At the time, there was much spirited debate about whether tokens sold in such a manner constituted securities. On one side were crypto entrepreneurs who claimed that token sales could serve as a lightly regulated governance mechanism and crowdfunding tool. On the other were many lawyers, myself included, who thought that the SEC would eventually get wise and crack down on the practice.

As we now know, the skeptics were right.

The first ICO to go down in a big way was Kik Interactive. Kik was, or rather still is, a lightly-used messaging app which pivoted into crypto at the height of the first great ICO boom in 2017. Kik sold tokens directly to the public without a registration statement in effect. The SEC sued and, 16 months later, Kik lost on a motion for summary judgment.

Telegram was the SEC’s next scalp. Telegram is a popular, allegedly encrypted messaging app founded by Russian billionaire Pavel Durov. Famously, despite being one of the most used messaging apps on the planet, Telegram generates no revenue. To remedy this, Telegram issued and sold a staggering $1.7 billion worth of cryptocurrency tokens in various private fundraising transactions via private placement over the course of 2018.
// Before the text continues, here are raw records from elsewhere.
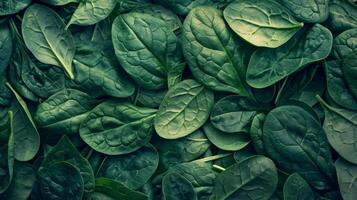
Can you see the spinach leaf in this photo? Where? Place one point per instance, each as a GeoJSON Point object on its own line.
{"type": "Point", "coordinates": [44, 35]}
{"type": "Point", "coordinates": [296, 188]}
{"type": "Point", "coordinates": [7, 156]}
{"type": "Point", "coordinates": [185, 149]}
{"type": "Point", "coordinates": [254, 178]}
{"type": "Point", "coordinates": [226, 141]}
{"type": "Point", "coordinates": [116, 127]}
{"type": "Point", "coordinates": [256, 133]}
{"type": "Point", "coordinates": [184, 109]}
{"type": "Point", "coordinates": [64, 152]}
{"type": "Point", "coordinates": [52, 182]}
{"type": "Point", "coordinates": [132, 170]}
{"type": "Point", "coordinates": [311, 11]}
{"type": "Point", "coordinates": [177, 187]}
{"type": "Point", "coordinates": [234, 114]}
{"type": "Point", "coordinates": [146, 59]}
{"type": "Point", "coordinates": [6, 46]}
{"type": "Point", "coordinates": [261, 23]}
{"type": "Point", "coordinates": [215, 56]}
{"type": "Point", "coordinates": [97, 72]}
{"type": "Point", "coordinates": [340, 126]}
{"type": "Point", "coordinates": [337, 87]}
{"type": "Point", "coordinates": [26, 137]}
{"type": "Point", "coordinates": [342, 15]}
{"type": "Point", "coordinates": [182, 7]}
{"type": "Point", "coordinates": [349, 68]}
{"type": "Point", "coordinates": [268, 66]}
{"type": "Point", "coordinates": [346, 173]}
{"type": "Point", "coordinates": [23, 181]}
{"type": "Point", "coordinates": [91, 12]}
{"type": "Point", "coordinates": [116, 190]}
{"type": "Point", "coordinates": [8, 7]}
{"type": "Point", "coordinates": [63, 112]}
{"type": "Point", "coordinates": [296, 142]}
{"type": "Point", "coordinates": [344, 45]}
Telegram differed from Kik Interactive mainly in that Telegram sold tokens first via private placement to high net worth and offshore investors, who would presumably later unload those tokens onto U.S. markets and thus to U.S. retail purchasers. Mere days before the tokens were to be issued, the SEC sued Telegram and obtained an emergency restraining order halting the token conversion. Here, too, the SEC would quickly win on a motion for preliminary injunction. The official Telegram token project died immediately (but has continued on in various and unrelated forms).